Drupal Form API provides a standardized method to show, validate and submit a form in your Drupal site. It allows other modules to interact with the form you design and alter or add fields to modify the form behavior, if that is needed.

By using the form API, you get to output forms that are fully wrapped in classes and ids that your theme can style in a way that fits your site's graphic design.

The Form API outputs form that are secure, meaning that it makes sure that the form the user submits is generated by your site and is not part of a bogus page designed to feed malicious data into your database. The validation process allows a programmer to sanitize any data to avoid SQL injection and other potential threats to security. It also provides a way to avoid that multiple user modify the same content at the same time.

I also think that building a form as a structured array makes the form design and maintenance more straightforward.

These are only my personal highlights about the use of form API. You might like to read more at this link in the Drupal Form API documentation.

Answer 2

Pamatt's answer is well written but as your question is not very constructive/definitive, I'm trying to add some missing points.

why we use "drupal form" Although we can doing every thing by "HTML forms" ?

There is no such thing "Drupal forms". They still use same <input>, <select>, etc tags and everything is still HTML. But modules are given the chance to alter the form without messing up with HTML.

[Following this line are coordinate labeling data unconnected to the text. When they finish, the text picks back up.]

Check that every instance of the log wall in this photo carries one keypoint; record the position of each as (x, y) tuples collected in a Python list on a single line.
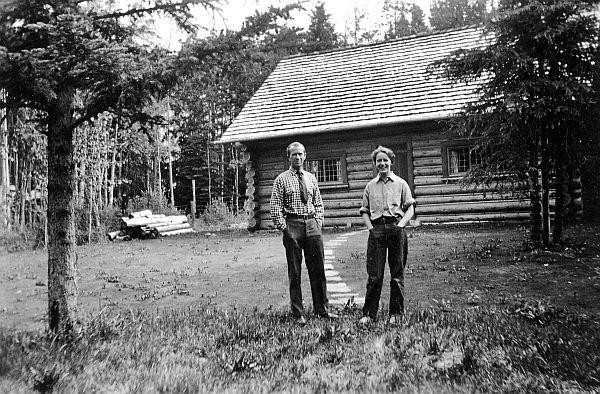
[(440, 199)]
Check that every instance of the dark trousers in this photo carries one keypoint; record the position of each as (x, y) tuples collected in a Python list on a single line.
[(305, 235), (391, 240)]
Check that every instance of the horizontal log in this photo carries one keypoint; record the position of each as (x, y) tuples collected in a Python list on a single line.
[(430, 152), (426, 219), (465, 197), (427, 161), (329, 205), (267, 224), (177, 232), (425, 171), (144, 213), (170, 227), (362, 166), (331, 213), (428, 180), (472, 207), (252, 223), (361, 175), (143, 221), (440, 189)]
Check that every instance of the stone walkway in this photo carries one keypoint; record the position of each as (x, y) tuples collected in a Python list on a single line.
[(339, 292)]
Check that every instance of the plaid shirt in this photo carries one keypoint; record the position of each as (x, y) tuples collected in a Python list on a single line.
[(285, 198)]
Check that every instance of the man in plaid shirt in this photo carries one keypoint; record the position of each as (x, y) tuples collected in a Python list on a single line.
[(297, 210)]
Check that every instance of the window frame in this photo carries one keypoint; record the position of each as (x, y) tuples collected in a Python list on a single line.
[(335, 155), (454, 144)]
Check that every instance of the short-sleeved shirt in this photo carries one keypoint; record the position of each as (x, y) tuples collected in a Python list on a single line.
[(285, 197), (391, 197)]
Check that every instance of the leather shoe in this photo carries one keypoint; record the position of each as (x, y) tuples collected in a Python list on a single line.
[(329, 315)]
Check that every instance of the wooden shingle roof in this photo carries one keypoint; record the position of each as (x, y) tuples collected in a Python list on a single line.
[(366, 86)]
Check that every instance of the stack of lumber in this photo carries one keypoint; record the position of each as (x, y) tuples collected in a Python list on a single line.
[(144, 225)]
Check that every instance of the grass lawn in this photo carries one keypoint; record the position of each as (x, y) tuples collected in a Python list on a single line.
[(209, 313)]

Here is a normal Drupal form:

 $form['text'] = array(
    '#type' => 'textfield',
    '#maxlength' => 120, 
    '#title' => t('Name'),
 );

This is just a PHP array, and if you want to modify the maxlength, you can easily do so. What if it was <input name="text" maxlength="120" /> ? If a specific module wanted to change it, you have to use some sort of regex to do that.

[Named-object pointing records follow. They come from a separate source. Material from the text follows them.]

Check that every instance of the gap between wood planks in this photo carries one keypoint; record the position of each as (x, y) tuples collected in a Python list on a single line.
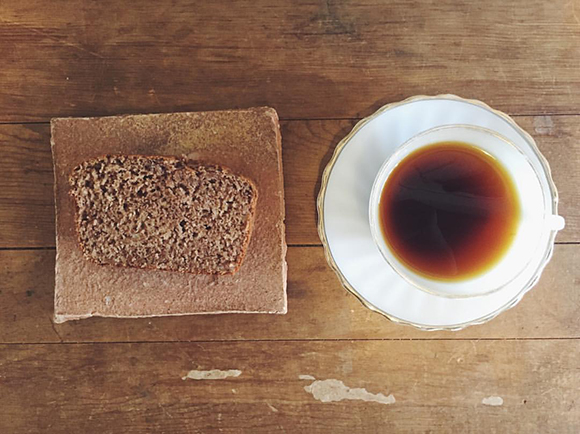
[(282, 119), (220, 341)]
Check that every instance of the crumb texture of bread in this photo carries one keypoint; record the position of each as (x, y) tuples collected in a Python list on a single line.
[(160, 213)]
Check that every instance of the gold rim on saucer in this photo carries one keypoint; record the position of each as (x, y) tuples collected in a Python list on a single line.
[(322, 232)]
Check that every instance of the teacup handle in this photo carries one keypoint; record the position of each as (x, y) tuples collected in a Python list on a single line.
[(556, 222)]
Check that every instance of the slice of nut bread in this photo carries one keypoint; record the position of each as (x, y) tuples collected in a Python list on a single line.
[(160, 213)]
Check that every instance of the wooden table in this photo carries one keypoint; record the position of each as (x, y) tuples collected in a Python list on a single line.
[(322, 64)]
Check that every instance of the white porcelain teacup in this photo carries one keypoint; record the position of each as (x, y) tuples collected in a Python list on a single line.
[(536, 218)]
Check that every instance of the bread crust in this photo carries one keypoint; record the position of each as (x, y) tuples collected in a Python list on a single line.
[(247, 141), (190, 166)]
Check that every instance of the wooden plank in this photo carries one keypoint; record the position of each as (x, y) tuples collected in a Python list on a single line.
[(26, 202), (436, 386), (309, 59), (318, 308)]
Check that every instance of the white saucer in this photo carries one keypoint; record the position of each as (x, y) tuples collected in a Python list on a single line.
[(343, 213)]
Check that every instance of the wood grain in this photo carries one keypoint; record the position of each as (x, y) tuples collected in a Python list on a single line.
[(318, 308), (26, 197), (309, 58), (438, 386)]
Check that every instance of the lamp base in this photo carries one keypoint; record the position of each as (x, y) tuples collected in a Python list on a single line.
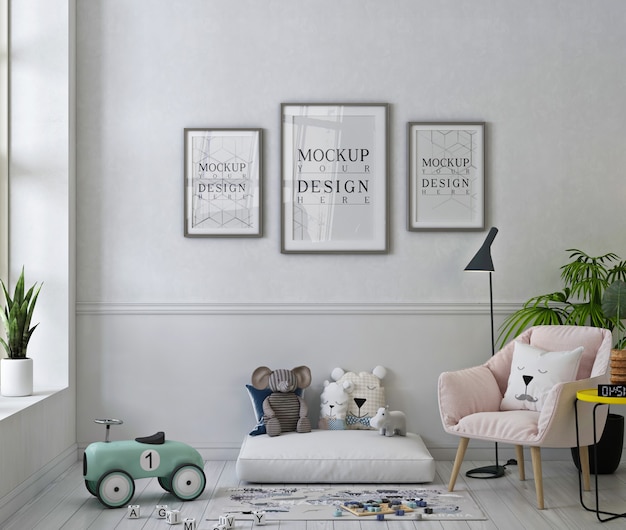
[(494, 471)]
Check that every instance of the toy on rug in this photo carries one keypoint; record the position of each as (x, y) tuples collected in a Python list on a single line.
[(334, 405), (109, 468), (389, 422), (367, 396), (283, 410)]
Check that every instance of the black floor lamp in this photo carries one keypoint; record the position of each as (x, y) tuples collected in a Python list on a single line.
[(482, 262)]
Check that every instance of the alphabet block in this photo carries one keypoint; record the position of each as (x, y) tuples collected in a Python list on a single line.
[(172, 516), (189, 523), (228, 520), (259, 518)]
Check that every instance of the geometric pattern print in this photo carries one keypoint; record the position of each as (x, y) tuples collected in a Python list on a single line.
[(223, 199), (456, 144)]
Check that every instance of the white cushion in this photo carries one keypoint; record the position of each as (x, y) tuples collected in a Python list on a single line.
[(542, 371), (323, 456)]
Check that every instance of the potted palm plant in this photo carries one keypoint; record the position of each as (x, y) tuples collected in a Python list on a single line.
[(16, 370), (587, 285), (614, 308), (585, 278)]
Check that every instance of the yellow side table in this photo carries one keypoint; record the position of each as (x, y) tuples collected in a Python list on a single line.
[(591, 396)]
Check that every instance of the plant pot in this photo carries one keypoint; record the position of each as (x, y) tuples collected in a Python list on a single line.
[(618, 367), (16, 377), (609, 447)]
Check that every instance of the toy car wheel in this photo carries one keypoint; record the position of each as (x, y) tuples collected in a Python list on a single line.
[(164, 482), (115, 489), (188, 482), (91, 487)]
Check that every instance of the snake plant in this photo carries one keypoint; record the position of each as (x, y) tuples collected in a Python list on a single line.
[(17, 316)]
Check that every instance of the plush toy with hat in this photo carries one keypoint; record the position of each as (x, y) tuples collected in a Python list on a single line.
[(367, 397), (334, 402), (283, 409)]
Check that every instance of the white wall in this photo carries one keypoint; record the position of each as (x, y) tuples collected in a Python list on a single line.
[(39, 441), (169, 329)]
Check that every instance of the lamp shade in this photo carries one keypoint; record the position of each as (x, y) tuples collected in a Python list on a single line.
[(482, 260)]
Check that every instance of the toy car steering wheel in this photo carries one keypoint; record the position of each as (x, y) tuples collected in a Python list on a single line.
[(108, 422)]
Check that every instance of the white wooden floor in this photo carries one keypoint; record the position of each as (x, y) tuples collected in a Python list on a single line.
[(509, 503)]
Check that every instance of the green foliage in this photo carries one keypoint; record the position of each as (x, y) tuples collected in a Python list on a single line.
[(585, 280), (16, 318), (614, 307)]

Also, forms generated by Drupal Form API can have *extra** validate functions, as well as submit functions.

**extra:* As per above example, you don't need to validate that the text length is not more than 120. Someone can edit the HTML and send 200 chars for this field, but form API can refuse it. Form API can do basic validations such as making sure that required fields are filled, maxlength is not exceeded, the request is CSRF safe, select list's value is actually in the allowed list, etc.

If you insist you need to use raw HTML forms, you have to add your own form tokens, caches, data validators, etc. When you are done, you will figure out that it's already done and given the name "Form API".